Vous verrez Rachida en robe de soirée largement fendue. Mais avant cela c'est dans la tenue devenue '"traditionnelle" de son personnage Fatna, et qui a fait son succès il y a quelques années, que la comédienne surgit sur la scène. Un foulard blanc cachant ses cheveux et noué autour du cou, une longue robe à fleurs qui dissimule à peine une paire de rangers monstrueuses, Rachida Khalil déboule sur scène en défilant au pas de l’oie… aussitôt rejointe par quatre danseuses en bikini à imprimé camouflage chaussées comme elle de lourdes et grosses godasses prêtes à écraser le monde.
Le ton est donné ou plutôt martelé : il sera plus militant que militaire. Dans son nouveau spectacle, Rachida Khalil n'y va pas par quatre chemins pour dénoncer la pseudo démocratie installée par le printemps de la révolution arabe, le racisme primaire et les idées reçues.
On est soufflé par sa liberté de ton. Ses formules sont très drôles. Ben Ali, Ben Laden et Nen ...et nuts valent chacun leur pesant de ... cacahuètes. Et il est facile d'en rire.
Quand elle évoque le Café des délices chanté par Patrick Bruel, devenu la cave des sévices dans une société qui met la charia avant les boeufs on est soufflé par sa liberté d'expression, et une forme de courage car on sait, nous aussi, que la vie ne tient qu'à un fil ... à retordre.
Elle se glisse avec autant de verve dans la robe d'une maman tunisienne en "caulaire" que dans le fourreau d'une Karima de la Jaretière qui a trouvé du pétrole en France en épousant un homme vieux et riche d'origine. Elle dénigre les pauvres, ces riches qui n'ont pas réussi, dont le mode de vie s'avère ultra écolo puisqu'ils ne polluent pas avec une voiture.
Elle devient un travesti à la voix grave plus vrai que nature. Et puis, et c'est le personnage que j'ai préféré, une caillera de banlieue qui adolescente, peignait les dents de son copain au Typex, et qui aujourd'hui élève "ses allocations familiales". Le copain, très justement interprété par son frère, Abderahim Khalil, a du mal à se souvenir mais la verve de Karima va raviver sa mémoire qui aura tôt fait de "faire sa mise à jour".
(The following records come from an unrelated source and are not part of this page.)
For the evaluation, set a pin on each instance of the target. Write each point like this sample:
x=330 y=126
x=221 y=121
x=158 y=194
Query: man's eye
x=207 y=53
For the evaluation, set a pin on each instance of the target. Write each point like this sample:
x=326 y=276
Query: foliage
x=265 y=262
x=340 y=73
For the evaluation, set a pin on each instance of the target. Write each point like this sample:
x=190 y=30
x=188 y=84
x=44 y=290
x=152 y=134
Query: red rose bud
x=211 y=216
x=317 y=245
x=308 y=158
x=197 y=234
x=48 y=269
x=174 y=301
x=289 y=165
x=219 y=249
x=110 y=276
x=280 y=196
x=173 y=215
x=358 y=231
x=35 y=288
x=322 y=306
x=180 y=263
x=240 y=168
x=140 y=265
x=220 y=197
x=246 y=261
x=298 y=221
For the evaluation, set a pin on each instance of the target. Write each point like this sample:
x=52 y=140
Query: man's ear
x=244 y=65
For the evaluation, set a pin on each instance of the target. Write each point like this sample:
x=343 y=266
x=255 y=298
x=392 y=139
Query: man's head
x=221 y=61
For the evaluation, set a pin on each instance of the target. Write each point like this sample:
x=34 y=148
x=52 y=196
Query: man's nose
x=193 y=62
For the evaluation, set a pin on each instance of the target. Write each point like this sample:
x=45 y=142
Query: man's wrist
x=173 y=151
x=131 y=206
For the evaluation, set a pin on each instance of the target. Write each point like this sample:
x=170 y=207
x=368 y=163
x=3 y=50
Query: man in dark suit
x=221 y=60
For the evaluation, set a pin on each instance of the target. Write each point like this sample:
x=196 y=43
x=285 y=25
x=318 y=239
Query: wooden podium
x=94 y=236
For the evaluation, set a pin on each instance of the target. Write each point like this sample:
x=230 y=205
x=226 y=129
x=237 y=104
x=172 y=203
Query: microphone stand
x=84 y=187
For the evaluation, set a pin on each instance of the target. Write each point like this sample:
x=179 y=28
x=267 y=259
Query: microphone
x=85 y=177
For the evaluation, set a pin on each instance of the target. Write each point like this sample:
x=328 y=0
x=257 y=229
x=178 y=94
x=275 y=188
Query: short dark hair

Elle est aussi une alcoolique mondaine et philosophe : ce n'est pas l'amour qui rend aveugle mais notre aveuglement qui rend l'amour possible... Elle incarne aussi une mégère auvergnate qui se défend de verser dans le racisme ordinaire tout en s'y vautrant et maugréant contre les gens qui affichent une indécente joie de vivre en temps de crise.
Elle est enfin une Karima Hilton 100% halal pour touristes 100% gros porc avant de revenir dans sa tenue de Fatna, animée d'une légèreté de vivre qui permet l'improbable. Nous démontrant que tout dépend du regard qu'on a sur les évènements elle refait l'histoire à l'envers, promettant de donner bientôt l'indépendance aux occidentaux.
Entre les 6 tableaux un intermède dansé fait très élégamment la rupture entre les scènes.
C'est drôle, c'est libre, c'est intelligent et osé dans tous les sens du terme.
La Croisade s’amuse de Rachida Khalil, mise en scène de Emmanuelle Michelet, chorégraphies de Djanis Bouzyani. Costumes de Jurgen Doering. Avec en alternance les comédiens Raphaël Pottier, Djanis Bouzyani, Abderahim Khalil, et Otman Salil et les danseuses : Shirley Henault, Chloé Aboulakoul, Coline Omasson, Ambre Capifali, Wendy Devaux.
Du mardi au samedi à 19h au Théatre du Petit Montparnasse : 31, rue de la Gaîté, 75014 Paris (Métros Gaîté et Edgar Quinet). Tél: 01 43 22 77 74.